Farmers market manager

Amanda Pastoria checks out the flowers at the Howl & Whistle Flower Farm booth at the Umpqua Valley market on April 6. Pastoria, the market manager of the Umpqua Valley Farmers' Market in Roseburg, Ore., was recently named 2019 Oregon Market Manager by the Oregon Farmers Market Association.

ROSEBURG, Ore. — After just two years, Amanda Pastoria’s impact on the Umpqua Valley Farmers’ Market in Roseburg as its manager has been recognized and honored at the state level.

Pastoria was named 2019 Oregon Market Manager by the Oregon Farmers Market Association at the organization’s annual meeting on Feb. 22 in Corvallis, Ore. There are about 105 farmers’ markets in the state.

“I cried, and I’m not a crier,” Pastoria said of hearing her name. “I was overcome with emotion, I was super touched.
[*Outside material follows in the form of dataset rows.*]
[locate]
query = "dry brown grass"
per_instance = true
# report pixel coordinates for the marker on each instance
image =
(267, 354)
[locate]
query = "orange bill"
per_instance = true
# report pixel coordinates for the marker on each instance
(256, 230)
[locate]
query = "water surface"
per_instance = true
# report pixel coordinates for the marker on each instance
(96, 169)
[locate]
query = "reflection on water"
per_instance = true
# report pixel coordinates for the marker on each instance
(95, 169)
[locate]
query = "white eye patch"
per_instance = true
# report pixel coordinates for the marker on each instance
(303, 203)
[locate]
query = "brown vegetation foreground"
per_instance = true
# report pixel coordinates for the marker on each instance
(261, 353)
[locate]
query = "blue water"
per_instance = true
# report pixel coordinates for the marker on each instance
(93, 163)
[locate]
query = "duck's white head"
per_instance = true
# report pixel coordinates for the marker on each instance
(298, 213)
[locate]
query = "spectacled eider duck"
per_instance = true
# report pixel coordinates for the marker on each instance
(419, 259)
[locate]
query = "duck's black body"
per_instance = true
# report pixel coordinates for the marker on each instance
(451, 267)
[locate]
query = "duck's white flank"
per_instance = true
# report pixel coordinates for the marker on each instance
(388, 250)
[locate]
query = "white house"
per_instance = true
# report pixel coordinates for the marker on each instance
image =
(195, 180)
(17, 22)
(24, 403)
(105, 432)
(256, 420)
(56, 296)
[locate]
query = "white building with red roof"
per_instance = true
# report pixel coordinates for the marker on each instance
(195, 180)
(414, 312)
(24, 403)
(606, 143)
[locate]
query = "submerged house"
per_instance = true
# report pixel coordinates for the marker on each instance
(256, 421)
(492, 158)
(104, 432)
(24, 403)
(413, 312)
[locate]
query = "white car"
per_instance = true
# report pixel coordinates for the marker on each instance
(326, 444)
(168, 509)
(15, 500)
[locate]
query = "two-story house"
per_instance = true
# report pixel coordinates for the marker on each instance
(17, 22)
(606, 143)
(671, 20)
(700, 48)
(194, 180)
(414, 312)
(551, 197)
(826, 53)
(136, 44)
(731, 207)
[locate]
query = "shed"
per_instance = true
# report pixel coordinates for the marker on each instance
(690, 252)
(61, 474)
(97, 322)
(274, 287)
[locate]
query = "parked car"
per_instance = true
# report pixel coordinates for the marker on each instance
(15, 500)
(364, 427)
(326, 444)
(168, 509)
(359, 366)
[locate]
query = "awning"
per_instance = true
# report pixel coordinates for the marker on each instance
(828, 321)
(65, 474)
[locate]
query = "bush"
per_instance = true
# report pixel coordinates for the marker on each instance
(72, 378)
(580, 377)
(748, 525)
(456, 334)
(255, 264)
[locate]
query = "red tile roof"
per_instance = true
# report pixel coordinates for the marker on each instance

“I’m definitely filled with gratitude,” the 42-year-old added. “I work hard at what I do and it’s nice to receive the appreciation.”

The Umpqua Valley Farmers’ Market, a year-round Saturday market, has experienced increases in vendors, customers and sales in the past two years. Pastoria said vendor spaces have increased by 18%, SNAP sales by 12% and credit card sales by 67% in those two years. The market hit a record high 58 vendors at its peak last summer.

“We’ve had some incredibly small businesses pop up,” Pastoria said. “It’s nice to see that entrepreneurial spirit, to see success stories here at the market.”

Pastoria has established the Food Hero and Fruit and Veggie Prescription programs at the market. Last summer’s 10-week Food Hero program attracted 672 kids who sampled a fruit or veggie recipe, then did an activity and were rewarded with a $2 voucher to spend at the market on fruits and vegetables.

“It’s all about health and wellness,” Pastoria said of the two programs.

Pastoria has also created special activities that enhance the market at Easter, Fourth of July, National Farmers’ Market Week in August and at Halloween.

“I’m always looking for new fun ways to bring people in to enjoy the market on Saturdays,” Pastoria said.

Jim Leet, a 14-year small farm vendor at the market and a past president of the market’s board, said Pastoria has been innovative.

“She’s brought in some new fresh ideas, celebrations that spotlight different times of the year,” Leet said. “She’s been successful in getting those ideas and activities implemented and they have helped bring in new people. She hit the ground running and hasn’t slowed down since.”

Prior to becoming the market’s manager a couple years ago, Pastoria worked at the Big Lick Farm booth in trade for produce. She liked the culture of the market so much that she had her own kitchen certified, made organic vegan and vegetarian foods, and opened her own booth, Nurturing Your Nest, at the market.

But when previous market manager Heather Barklow resigned, Pastoria knew that position was “an excellent fit for me.” She applied and was hired.

“I feel so grateful to do a job that I am passionate about, and love,” she wrote in a letter to the market vendors. “I am incredibly blessed to work with so many creative, hard-working, loyal and dependable vendors. They give the community a reason to gather. They educate the community. They create the desire for our community to return to us each week for amazing quality, local goods.”

Pastoria also recently accepted the market manager position for the Canyonville Farmers’ Market in Canyonville, Ore. She’ll manage that market’s summer season, on Wednesdays, from May to September.